What does 'humanism' mean? Some writers are intent on seeing similarities between all the things that have ever been labelled 'humanist'...but just because the same word is used, it doesn't follow that they have anything else in common, or are on a continuum. Does so-called religious humanism have anything significant in common with the kind of humanism that non-religious humanists endorse?
To clear these muddy waters, I turned to Andrew Copson, Director of Education and Public Affairs at the British Humanist Association (BHA).
Nigel: There is some confusion about what 'Humanism' means. What do you understand by the term?
Andrew: I think the Oxford Companion to the Mind has it right when it calls Humanism 'a morally concerned style of intellectual atheism openly avowed by only a small minority of individuals (for example, those who are members of the British Humanist Association) but tacitly accepted by a wide spectrum of educated people in all parts of the Western world.' This contemporary and widely-shared meaning, which the word has had now for over half a century, takes it to denote a non-religious worldview entailing a belief in reason and evidence as the ways of understanding reality, in human welfare and fulfillment as the aim of morality, and in the capacity of humanity to make meaning and purpose for itself in the absence of any 'ultimate' meaning or purpose to the universe.
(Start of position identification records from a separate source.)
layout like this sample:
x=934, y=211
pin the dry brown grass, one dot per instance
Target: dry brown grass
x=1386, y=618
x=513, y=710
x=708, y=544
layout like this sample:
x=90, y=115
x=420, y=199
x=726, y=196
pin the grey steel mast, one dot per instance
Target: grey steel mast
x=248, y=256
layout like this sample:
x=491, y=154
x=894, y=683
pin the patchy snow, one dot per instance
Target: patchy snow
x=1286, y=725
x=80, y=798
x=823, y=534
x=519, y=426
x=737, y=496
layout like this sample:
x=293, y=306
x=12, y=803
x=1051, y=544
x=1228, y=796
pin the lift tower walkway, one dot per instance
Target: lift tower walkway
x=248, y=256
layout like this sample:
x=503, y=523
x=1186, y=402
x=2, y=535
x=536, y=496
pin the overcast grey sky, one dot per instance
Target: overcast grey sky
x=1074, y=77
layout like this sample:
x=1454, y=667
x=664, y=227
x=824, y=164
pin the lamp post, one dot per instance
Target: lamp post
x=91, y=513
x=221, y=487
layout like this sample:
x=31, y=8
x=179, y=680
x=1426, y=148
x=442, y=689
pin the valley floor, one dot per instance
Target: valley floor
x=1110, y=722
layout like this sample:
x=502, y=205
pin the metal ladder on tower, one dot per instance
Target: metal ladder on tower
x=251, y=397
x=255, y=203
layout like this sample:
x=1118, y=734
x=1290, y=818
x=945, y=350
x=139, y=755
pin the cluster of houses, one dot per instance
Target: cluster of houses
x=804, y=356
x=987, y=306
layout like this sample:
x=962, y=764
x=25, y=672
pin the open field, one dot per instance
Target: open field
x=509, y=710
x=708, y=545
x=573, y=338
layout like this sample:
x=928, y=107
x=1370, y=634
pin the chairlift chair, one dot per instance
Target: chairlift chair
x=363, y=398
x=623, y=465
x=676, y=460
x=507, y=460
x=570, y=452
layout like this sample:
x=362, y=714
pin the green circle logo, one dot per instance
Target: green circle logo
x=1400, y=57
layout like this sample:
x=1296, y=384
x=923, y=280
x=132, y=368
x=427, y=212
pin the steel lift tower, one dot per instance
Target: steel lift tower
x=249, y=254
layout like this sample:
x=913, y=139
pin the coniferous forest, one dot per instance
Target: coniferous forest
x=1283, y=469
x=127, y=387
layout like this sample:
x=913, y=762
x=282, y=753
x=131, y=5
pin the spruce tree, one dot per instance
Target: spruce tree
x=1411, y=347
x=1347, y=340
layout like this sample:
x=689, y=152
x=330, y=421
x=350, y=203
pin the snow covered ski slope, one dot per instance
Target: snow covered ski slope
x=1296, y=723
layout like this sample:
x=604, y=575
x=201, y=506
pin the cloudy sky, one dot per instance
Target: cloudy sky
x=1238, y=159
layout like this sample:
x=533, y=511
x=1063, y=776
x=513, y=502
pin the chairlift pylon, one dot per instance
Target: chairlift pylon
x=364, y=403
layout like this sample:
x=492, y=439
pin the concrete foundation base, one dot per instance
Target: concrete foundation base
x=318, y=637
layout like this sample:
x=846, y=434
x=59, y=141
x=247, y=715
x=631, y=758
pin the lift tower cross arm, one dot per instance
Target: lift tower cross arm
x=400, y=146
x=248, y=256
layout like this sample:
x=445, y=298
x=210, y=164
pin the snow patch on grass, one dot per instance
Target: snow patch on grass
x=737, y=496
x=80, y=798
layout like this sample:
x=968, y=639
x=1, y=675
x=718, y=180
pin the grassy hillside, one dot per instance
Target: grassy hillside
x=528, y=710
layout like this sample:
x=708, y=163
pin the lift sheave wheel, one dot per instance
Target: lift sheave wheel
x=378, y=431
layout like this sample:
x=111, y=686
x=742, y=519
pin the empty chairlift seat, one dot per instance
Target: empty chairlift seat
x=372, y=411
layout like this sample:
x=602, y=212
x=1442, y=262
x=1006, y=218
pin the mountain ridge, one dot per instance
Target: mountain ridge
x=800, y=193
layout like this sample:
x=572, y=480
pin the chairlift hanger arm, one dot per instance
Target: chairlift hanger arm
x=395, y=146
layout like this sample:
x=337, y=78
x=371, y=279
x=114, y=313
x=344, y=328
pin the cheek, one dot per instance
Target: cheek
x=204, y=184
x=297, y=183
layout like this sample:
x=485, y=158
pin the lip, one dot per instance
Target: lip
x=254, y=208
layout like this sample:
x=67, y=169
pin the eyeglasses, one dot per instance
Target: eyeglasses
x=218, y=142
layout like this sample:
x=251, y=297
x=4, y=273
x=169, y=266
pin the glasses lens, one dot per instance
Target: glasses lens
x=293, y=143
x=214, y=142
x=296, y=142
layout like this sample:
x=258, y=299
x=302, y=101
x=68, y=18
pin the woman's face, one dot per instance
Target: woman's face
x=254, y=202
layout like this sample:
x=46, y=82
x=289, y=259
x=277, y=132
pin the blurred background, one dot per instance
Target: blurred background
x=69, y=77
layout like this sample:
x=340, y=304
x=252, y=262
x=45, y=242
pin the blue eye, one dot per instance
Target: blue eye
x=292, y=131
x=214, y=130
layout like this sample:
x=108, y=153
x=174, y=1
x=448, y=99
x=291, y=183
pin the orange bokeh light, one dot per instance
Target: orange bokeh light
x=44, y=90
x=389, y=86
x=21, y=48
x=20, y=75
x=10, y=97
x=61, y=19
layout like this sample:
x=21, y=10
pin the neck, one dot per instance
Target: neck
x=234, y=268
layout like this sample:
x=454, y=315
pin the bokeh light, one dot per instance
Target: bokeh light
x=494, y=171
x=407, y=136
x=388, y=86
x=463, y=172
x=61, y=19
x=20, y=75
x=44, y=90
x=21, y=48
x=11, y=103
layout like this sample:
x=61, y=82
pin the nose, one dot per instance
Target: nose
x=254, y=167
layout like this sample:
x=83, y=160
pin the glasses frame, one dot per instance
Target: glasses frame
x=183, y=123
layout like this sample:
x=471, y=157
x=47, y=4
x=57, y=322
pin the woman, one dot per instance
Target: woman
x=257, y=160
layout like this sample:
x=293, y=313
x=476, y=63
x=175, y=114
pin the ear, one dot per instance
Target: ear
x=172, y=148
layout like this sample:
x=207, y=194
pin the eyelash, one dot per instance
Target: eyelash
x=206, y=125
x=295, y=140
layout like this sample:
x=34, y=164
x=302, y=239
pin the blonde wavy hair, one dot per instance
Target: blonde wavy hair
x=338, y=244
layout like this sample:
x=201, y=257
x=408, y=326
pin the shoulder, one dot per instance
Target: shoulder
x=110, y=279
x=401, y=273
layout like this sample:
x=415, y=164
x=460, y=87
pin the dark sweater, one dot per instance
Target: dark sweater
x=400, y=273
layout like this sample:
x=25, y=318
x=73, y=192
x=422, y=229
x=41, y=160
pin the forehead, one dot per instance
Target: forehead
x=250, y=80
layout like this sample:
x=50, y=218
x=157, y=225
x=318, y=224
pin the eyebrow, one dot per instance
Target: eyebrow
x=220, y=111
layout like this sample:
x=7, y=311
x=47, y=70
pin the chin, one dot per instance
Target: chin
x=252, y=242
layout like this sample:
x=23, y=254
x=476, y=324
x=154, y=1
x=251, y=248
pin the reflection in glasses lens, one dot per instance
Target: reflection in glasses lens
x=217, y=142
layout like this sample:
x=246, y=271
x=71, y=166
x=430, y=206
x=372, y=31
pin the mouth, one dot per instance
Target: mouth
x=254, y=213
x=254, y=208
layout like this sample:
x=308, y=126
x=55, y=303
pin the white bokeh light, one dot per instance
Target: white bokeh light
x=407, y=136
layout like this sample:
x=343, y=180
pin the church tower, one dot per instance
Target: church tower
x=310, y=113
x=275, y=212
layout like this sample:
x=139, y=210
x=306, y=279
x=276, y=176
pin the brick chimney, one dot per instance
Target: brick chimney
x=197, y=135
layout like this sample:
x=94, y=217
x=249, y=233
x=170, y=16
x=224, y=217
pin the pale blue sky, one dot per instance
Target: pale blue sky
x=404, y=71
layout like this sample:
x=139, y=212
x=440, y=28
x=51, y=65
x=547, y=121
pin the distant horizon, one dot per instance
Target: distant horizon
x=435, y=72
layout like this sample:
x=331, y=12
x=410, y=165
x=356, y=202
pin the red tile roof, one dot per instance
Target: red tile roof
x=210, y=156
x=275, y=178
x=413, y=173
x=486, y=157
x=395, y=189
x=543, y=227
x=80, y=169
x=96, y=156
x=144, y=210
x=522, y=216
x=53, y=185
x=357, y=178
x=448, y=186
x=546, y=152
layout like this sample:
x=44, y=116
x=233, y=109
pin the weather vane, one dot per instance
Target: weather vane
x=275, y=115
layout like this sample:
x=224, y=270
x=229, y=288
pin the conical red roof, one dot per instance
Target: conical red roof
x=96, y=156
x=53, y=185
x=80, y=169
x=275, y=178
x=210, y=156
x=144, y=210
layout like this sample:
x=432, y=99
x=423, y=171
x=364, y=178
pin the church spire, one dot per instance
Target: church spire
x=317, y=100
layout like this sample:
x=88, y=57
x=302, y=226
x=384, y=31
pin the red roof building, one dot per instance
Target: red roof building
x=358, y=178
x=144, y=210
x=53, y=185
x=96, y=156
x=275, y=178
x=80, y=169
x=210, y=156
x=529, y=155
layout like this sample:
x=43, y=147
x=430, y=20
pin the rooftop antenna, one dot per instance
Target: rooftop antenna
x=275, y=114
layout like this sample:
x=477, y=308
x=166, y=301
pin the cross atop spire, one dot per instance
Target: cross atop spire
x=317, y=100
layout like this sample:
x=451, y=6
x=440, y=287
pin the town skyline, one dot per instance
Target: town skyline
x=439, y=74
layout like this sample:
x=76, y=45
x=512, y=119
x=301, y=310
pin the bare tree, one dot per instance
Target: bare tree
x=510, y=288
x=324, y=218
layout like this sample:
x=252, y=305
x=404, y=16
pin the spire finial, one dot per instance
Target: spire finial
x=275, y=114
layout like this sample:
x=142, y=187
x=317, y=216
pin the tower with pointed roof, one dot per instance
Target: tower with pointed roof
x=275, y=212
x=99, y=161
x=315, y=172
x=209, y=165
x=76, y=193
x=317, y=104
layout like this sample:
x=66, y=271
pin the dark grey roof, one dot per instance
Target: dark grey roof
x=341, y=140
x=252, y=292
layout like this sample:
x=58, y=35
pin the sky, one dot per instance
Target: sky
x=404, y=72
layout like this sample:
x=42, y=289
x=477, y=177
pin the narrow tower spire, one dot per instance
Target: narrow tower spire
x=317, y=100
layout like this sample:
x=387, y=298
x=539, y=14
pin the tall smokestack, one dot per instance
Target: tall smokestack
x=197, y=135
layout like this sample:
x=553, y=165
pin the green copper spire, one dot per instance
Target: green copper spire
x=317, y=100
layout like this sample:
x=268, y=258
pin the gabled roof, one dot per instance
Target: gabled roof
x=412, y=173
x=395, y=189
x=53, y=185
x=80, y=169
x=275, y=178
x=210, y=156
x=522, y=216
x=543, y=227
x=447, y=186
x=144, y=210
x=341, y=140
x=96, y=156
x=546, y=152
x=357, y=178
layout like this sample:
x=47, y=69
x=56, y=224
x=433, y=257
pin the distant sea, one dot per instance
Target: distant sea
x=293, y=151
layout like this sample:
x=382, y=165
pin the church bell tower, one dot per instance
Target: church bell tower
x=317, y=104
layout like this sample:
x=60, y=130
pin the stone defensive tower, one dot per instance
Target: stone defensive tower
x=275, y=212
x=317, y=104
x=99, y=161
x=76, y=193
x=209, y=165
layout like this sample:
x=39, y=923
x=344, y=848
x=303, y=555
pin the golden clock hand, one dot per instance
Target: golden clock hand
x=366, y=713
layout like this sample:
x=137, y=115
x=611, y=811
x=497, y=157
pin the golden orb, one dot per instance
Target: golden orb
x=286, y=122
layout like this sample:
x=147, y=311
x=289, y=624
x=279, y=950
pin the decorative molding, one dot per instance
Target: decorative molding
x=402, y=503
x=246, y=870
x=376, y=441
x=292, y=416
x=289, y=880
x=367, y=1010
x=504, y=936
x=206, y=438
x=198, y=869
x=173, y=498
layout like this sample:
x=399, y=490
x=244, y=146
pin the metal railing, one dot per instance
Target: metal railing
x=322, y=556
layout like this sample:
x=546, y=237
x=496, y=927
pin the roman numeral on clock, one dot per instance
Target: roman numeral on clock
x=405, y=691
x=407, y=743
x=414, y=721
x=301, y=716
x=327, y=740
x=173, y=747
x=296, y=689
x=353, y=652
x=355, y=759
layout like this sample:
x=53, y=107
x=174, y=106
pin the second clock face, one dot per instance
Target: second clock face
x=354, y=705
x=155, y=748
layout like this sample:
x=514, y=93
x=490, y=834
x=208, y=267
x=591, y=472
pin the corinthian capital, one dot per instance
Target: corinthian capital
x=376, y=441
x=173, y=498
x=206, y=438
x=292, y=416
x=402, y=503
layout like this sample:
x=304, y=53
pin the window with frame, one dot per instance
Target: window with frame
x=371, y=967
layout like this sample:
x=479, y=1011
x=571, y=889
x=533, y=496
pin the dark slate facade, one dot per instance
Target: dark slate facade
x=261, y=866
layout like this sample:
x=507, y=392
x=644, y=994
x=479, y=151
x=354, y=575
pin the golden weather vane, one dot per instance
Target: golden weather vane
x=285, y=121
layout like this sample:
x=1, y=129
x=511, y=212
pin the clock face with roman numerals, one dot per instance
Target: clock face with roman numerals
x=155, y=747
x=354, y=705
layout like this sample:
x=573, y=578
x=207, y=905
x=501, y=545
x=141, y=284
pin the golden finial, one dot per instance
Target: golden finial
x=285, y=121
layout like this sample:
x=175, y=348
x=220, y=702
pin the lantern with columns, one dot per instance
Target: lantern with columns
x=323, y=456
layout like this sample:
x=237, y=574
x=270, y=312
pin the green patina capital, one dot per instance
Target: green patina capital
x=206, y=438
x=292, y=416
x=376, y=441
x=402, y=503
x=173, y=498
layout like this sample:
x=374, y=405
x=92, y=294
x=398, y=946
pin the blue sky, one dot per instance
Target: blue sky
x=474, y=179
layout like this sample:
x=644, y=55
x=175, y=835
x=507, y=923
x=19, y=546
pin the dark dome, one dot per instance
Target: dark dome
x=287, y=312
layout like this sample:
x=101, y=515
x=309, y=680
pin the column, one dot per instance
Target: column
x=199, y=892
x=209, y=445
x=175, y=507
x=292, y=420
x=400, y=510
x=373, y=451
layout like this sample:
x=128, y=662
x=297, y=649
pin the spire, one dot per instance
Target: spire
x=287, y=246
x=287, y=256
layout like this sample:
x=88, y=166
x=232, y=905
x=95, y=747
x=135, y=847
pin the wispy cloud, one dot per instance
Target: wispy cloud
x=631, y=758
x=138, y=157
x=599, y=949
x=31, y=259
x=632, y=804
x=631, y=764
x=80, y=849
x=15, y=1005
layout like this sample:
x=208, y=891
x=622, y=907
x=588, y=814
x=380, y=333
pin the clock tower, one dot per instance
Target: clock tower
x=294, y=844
This is the meaning of the word understood by the British Humanist Association and all the other national Humanist organisations in the world, and the meaning that is commonly understood in education in UK schools today. It is the Humanism described in books like Richard Norman's On Humanism (Routledge) or Jim Herrick's Humanism: An Introduction (RPA) and great books from the 1960s such as Hector Hawton's Humanist Revolution. Any confusion that there still is over the term, I think, is down to the word having had different uses at different points in the past, before it came to mean what it mainly means today, and this sometimes gives rise to misleading uses of the word.